As to cost and a timeline for completion of the proposed medical school at Fresno State, Arambula said the priority this year will be gaining approval to locate a school there, and next year would address funding. But as a comparison, the medical school at UC Riverside cost about $100 million, he said.

Arambula’s bill is the second recent effort to bring a medical school to Fresno. The Assemi family, which opened a private pharmacy school in Clovis four years ago, announced plans at the end of last year for a college of osteopathic medicine. They said the college would open with a first class in fall 2019.

California Health Sciences University, which operates the pharmacy school, has been granted approval to begin an accreditation process for a medical college. The osteopathic school would be on a permanent campus on 60 acres near Temperance Avenue and Highway 168, just north of Clovis Community Medical Center.

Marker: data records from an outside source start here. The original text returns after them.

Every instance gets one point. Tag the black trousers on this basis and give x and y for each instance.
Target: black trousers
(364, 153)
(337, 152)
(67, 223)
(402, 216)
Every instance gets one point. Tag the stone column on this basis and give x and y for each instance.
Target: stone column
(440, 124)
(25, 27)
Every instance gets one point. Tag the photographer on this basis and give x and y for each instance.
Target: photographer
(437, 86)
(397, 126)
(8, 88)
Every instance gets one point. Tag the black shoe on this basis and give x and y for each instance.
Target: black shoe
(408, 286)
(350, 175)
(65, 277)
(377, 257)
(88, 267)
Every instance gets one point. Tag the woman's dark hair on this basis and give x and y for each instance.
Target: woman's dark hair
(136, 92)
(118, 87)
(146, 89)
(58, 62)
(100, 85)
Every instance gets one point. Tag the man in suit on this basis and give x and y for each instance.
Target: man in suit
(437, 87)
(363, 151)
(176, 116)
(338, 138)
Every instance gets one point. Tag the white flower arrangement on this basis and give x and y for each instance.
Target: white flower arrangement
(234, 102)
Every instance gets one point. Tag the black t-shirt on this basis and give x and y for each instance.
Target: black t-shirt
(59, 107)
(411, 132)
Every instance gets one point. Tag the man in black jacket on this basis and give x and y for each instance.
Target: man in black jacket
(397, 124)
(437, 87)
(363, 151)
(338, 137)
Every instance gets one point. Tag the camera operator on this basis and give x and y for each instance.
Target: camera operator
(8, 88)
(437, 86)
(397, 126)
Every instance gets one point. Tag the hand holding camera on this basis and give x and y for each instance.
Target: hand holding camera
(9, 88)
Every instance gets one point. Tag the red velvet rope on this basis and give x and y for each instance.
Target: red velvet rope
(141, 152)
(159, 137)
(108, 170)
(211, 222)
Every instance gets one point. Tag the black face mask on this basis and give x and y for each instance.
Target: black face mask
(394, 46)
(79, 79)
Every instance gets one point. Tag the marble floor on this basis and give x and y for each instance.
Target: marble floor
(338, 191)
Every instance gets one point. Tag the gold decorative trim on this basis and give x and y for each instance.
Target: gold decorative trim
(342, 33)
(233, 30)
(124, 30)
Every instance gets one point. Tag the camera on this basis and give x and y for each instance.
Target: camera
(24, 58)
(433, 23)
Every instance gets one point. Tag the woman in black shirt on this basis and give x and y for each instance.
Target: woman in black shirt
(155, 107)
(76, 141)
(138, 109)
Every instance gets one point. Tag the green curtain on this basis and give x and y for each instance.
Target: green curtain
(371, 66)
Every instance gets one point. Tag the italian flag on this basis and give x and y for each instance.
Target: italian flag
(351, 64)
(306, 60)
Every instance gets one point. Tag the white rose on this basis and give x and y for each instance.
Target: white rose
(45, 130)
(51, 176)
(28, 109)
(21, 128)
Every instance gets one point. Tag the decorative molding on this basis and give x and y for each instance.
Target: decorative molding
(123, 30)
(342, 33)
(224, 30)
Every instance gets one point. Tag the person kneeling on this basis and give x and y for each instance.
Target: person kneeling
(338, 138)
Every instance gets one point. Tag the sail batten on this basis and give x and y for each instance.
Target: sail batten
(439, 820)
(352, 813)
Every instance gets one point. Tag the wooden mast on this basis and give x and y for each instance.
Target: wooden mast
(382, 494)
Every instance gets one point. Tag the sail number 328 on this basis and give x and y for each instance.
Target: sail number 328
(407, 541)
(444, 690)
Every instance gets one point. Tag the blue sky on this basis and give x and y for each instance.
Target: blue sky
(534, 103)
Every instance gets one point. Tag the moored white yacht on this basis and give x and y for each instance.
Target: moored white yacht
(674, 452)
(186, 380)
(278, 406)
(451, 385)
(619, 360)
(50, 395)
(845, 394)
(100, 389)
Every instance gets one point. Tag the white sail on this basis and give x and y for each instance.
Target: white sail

Florence Dunn, president of the health sciences university, said in a written statement that the doctor shortage in the San Joaquin Valley will only worsen if action isn’t taken now. “We are pleased to learn that there is support for a medical school at Fresno State and we wish them success because it will help our community,” Dunn said.

A medical school at Fresno State would not be competition, she said. “We feel there is room for medical schools with different niches here.”

Osteopathic doctors, known by the degree initials DO, tend to practice in primary care. The health sciences university has a four-year pharmacy school that has an emphasis on training pharmacists to provide primary care to patients.

Dunn has said that opening a private osteopathic school is more financially feasible than starting a doctor of medicine school such as those at UC campuses, including UCSF-Fresno. The UC medical schools include medical research that is expensive to provide.

But opening an osteopathic school of medicine won’t be cheap, and the Assemi family said it is working with an out-of-town investor, whom they have not identified.